Lorde also asks her tour guide in Tashkent about treatment of Jews in the Soviet Union. My students and I were happy that someone was finally asking about Jews. We discussed the fact that many of the African-American authors we studied who traveled to Russia were focused on the treatment of Central Asians and paid relatively no attention to that of the Jews. Even Langston Hughes’ essay in the Chicago Defender, “The Soviet Union and the Jews,” focused on the pogroms of tsarist Russia, and not on contemporary struggles. We talked about why this might be, and I offered my guess that African-American visitors to Russia were likely used to thinking of ethnic discrimination in terms of skin color. My students at this point became quite animated. They spoke with immense pride that RGGU had a strong record as an institution that welcomed Jewish students and scholars . They all agreed that this was a source of pride for the university as a whole, and that it had resulted in a very progressive atmosphere at the university. This perhaps could explain why my students were so receptive to discussing race and criticizing their own country for discriminating against minorities.

I would like to end this blog series by thanking RGGU, particularly the Russian-American Studies Center and its director, Dr.

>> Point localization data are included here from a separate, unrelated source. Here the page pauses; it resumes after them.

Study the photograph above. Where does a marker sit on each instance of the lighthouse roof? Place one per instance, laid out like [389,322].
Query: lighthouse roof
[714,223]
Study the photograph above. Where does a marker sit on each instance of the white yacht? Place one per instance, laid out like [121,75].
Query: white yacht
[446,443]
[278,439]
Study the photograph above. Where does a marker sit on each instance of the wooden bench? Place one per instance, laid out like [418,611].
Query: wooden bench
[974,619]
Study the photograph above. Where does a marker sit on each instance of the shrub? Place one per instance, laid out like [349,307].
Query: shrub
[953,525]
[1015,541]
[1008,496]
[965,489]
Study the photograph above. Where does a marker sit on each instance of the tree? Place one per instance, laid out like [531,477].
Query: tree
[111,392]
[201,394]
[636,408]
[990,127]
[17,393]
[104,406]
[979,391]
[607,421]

Marina Kaul, for facilitating my time there and for allowing me to teach this course for the first time. I also want to end with a sweet anecdote from one of my last classes. Sometime in April, Apple unveiled ethnically diverse emojis. I only realized this when my students came up to me after class and told me about it, and informed me that they were now using African-American emojis to express their solidarity with the black struggle. I never expected that my most emotional moment as a teacher would revolve around emojis, but at that moment, I felt like we had attained, even if just within the confines of that seminar room, the “personal element” between Russians and people of color that Lorde had been searching for in Tashkent.